RuntimeProvider is a single TypeScript interface with three implementations. Cloud calls Agent.create() from @cursor/sdk against Cursor-hosted VMs. Local talks to a tiny bridge that piggybacks on the user's already-running Cursor. Pool is "any URL that speaks the same shape." All three emit SDKMessage events; we persist them to run_events and stream to the client over Supabase Realtime.

Skills are installable units pinned by owner/repo and a version. We bind them to roles, not directly to agents — that way "CTO" is a portable description that includes its capabilities, and changing a role propagates.

Companies are manifests imported from companies.sh: roles, default agents, goals template, MCP servers, skill bindings. Forking creates rows in your workspace. We don't publish back yet.

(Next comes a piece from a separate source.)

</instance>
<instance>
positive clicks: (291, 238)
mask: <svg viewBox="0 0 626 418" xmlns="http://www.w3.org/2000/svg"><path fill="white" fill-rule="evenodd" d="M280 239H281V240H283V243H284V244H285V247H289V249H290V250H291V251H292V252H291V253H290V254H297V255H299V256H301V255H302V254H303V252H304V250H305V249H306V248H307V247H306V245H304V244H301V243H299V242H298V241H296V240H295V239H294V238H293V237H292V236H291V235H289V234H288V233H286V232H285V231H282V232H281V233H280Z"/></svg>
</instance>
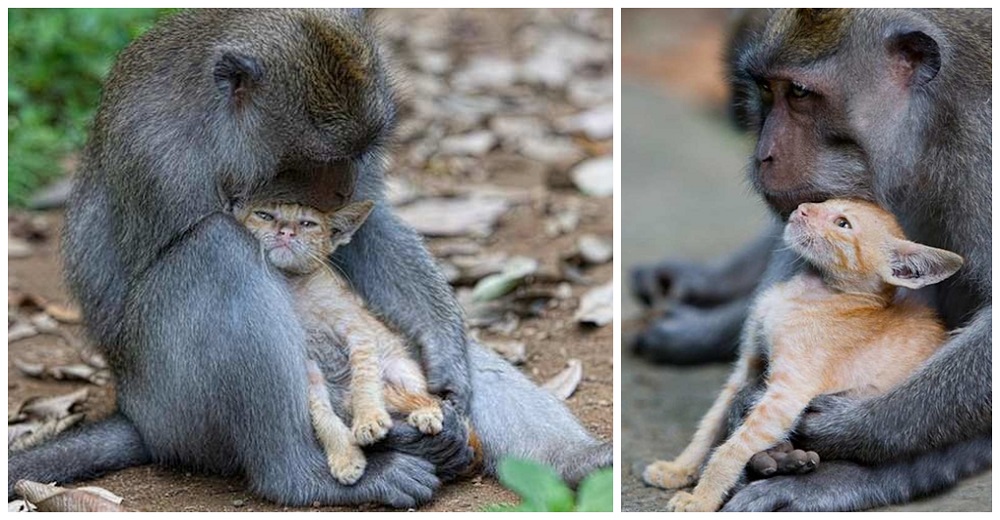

Request flow for a single run

  1. User clicks "Summon agent on this ticket" in the UI.
  2. Server checks RBAC — does this member's role have summon_agent?
  3. We compose the agent's skill bundle: agent.skill_refs ∪ role.skill_refs.
  4. We pick a runtime (UI default agent.runtime_pref, overridable per summon) and call the matching RuntimeProvider.
  5. The provider returns a Run. We insert into runs and start consuming the event stream.
  6. Each SDKMessage becomes a run_events row. Subscribed clients see the run page light up live.
  7. On completion, we record final status, cost, git metadata, and dispose the agent handle.

What we explicitly don't do

We don't sandbox skills (the runtime is the boundary). We don't ship a Docker image for the pool (the HTTP contract is the artifact). We don't run our own queue (Vercel cron suffices for v1). Each of these has a decision page; see /wiki/decisions/*.

Why this works

The hard part of an agent platform isn't talking to one model — it's giving teams a shared, audited, role-aware surface where humans and agents see the same world. Clip pushes that into the boring tier (Postgres + RLS + a thin UI) and treats the actual model execution as a swappable backend. Adding a new runtime is one file. Adding a new skill is one row.